The reluctant captive – Bimbo escapes again.

But it was not the end of Bimbo’s notoriety. In true Steve McQueen great escape fashion she spent a few weeks contemplating escape plans and decided to try the wire route again not a tunnel. On the 13th. June she carefully unpicked the wire of her cage and bolted along with four of her inmates, but not far.

For two days she put on an extra show for the zoo visitors by eluding all attempts by her keepers to recapture her just as she had at Heathrow and she hit the headlines again. The newspapers dubbed her the “artful dodger”, causing embarrassment for the zoo professionals. But eventually it was game over for Bimbo when she was corralled again and an escape proof cage was constructed. But was it?

And again….

Two days later while being transferred into this new cage she made what was her final bid for freedom and slipped out of the keepers grasp and was on the run again. It was short lived though and she was soon caught again and remained at the zoo for the rest of her life, probably still planning yet another escapade. Bimbo still holds the record for the longest fugitive at Heathrow. Another female rhesus which the media named Jennifer managed six weeks in 1961 rampaging round the village of West Drayton beside the airport before being caught.

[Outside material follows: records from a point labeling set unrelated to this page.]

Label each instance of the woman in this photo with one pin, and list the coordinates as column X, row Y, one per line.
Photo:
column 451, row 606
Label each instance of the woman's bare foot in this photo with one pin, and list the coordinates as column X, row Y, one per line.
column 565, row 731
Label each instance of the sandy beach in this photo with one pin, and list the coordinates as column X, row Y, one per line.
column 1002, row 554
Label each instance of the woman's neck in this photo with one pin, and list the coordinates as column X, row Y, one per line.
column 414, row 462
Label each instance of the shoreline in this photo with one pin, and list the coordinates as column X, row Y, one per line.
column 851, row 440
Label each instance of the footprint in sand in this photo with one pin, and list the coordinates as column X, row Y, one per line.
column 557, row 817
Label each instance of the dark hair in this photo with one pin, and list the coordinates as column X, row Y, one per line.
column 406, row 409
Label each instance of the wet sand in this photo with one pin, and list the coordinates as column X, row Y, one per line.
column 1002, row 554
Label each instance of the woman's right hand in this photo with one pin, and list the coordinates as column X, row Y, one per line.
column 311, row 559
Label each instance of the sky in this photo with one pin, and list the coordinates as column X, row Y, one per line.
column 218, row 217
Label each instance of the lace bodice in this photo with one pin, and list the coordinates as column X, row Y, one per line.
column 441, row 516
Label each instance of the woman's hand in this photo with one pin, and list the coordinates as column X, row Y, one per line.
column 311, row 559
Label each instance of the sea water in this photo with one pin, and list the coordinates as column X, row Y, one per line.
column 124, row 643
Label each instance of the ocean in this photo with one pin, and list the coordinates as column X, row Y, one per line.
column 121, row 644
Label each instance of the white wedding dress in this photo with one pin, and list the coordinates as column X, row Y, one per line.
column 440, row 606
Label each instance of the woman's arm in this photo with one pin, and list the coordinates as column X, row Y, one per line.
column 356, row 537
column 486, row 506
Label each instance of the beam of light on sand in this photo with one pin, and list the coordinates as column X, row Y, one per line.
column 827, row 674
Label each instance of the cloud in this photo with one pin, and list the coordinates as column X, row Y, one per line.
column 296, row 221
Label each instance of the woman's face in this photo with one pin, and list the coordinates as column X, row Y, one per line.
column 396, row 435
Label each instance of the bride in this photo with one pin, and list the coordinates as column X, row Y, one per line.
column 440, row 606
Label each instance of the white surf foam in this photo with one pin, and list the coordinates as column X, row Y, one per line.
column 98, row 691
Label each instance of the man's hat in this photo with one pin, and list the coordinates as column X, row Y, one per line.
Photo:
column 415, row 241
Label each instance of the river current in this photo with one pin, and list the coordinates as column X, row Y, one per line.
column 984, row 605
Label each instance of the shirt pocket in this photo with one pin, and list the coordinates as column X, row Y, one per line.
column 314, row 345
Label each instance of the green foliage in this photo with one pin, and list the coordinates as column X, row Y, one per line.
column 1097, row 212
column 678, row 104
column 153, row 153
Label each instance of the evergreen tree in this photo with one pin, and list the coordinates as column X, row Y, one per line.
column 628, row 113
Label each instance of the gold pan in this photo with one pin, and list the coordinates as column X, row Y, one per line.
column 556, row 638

Escaped monkeys at the airport were a regular occurrence in the 1950’s and into the 1970’s. During this period an average 120,000 monkeys a year passed through the airport for research and pets in a sickening trade which caused terrible suffering and thousands of deaths during capture and transport even before what they had to endure at their destination. Monkeys are still transported around the globe but thankfully not in such large numbers.